Just completed our BeBHM BECOME cohort and I'm excited!


I'm so excited to be among the graduates of the 3rd BeBhm BECOME J.O. Diffay Cohort. BECOME is a 5 month business accelerator program (powered by StartSpark + CO.STARTERS) and and hosted by Birmingham's own Urban Impact that covers key areas of business operations and management. In addition to the amazing program facilitators like Joseph Dees and Jessica Bynum, all of us had direct access to experts in a variety of areas like financial management and marketing.

The program consisted of a 12-week (10 sessions) facilitated core curriculum and will be followed by an intensive and individualized 30-60-90 technical assistance period.

Why are we doing this? Why is a community-centered farm like ours so interested in "business", you ask? For us it's another way to view our work through multiple lenses of sustainability. We promote the work of urban farming and land justice to our neighbors and Urban Farmers in Training (UFIT) and we want to be able to sustain this work for generations to come, operating in the modalities of our current economic systems while working to create new inclusive and just models. 
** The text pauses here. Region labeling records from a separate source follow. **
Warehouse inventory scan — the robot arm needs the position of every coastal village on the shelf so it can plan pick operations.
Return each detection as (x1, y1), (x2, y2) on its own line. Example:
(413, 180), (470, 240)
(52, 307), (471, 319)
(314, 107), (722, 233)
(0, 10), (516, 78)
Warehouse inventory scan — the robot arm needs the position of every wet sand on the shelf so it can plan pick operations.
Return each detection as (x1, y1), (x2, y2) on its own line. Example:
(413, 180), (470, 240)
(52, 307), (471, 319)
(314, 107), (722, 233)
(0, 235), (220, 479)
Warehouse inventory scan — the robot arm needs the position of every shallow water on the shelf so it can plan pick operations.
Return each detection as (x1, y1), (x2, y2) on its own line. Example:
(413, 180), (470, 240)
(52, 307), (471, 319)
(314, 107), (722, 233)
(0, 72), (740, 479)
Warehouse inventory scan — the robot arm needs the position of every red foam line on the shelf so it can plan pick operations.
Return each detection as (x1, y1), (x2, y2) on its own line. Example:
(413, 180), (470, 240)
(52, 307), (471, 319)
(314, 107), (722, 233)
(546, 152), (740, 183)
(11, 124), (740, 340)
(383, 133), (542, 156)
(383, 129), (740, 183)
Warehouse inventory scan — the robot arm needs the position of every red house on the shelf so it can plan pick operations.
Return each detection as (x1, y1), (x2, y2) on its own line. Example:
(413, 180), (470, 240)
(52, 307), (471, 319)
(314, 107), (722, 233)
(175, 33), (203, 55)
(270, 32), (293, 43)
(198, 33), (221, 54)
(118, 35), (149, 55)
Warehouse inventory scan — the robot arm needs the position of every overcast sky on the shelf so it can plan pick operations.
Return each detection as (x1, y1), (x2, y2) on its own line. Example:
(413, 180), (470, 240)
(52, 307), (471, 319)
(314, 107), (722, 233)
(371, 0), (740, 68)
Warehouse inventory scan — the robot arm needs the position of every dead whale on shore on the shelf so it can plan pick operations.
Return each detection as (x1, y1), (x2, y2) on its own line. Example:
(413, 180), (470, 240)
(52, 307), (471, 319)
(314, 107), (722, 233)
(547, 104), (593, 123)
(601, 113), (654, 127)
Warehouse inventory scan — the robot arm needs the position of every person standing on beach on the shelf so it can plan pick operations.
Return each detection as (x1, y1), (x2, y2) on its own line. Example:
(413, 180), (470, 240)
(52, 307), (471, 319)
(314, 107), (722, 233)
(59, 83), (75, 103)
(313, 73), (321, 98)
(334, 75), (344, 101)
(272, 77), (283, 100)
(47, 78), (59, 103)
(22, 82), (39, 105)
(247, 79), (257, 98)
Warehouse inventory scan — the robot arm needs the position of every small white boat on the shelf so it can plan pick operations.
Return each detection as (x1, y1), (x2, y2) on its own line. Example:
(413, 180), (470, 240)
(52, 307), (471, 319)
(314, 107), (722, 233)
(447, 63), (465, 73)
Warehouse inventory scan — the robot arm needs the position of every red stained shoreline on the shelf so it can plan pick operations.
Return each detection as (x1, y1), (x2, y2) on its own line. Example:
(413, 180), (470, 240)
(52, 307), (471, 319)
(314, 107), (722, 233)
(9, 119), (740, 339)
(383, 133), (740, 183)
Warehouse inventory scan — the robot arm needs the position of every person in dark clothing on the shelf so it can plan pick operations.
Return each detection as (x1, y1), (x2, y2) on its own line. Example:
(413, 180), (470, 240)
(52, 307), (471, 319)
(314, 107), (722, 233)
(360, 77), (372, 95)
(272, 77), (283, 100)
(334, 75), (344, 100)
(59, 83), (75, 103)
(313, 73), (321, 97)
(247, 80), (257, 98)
Our cohort was named in honor of JO Diffay, a Black entrepreneur in Birmingham with roots in farming. His genius later led him to produce sales, opening a tonsorial parlor, and later becoming one of the most successful Black real estate agents in Birmingham. He later went on to help organize the Alabama Penny Savings Bank, one of the first Black banks in Birmingham, AL. 

I think it's incredibly fitting to come together as a cohort of powerful, entrepreneurial Black women in Birmingham under the name of JO Diffay. His life speaks to the strength of Black entrepreneurial spirit, the challenges we experience, and what we can accomplish with access to land, financial resources, and community.

In Solidarity and With Gratitude,

Dominique

 

M. Dominique Villanueva is the co-Founder of Fountain Heights Farms and creator of the Urban Farmers in Training (UFIT) program, the first of its kind training program for BIPOC urban farmers. She is also the recipient of the inaugural Braiding Seeds Fellowship and the co-founder of the #WeAllEat Food Cooperative that served 467 families fresh produce regardless of ability to pay throughout the pandemic.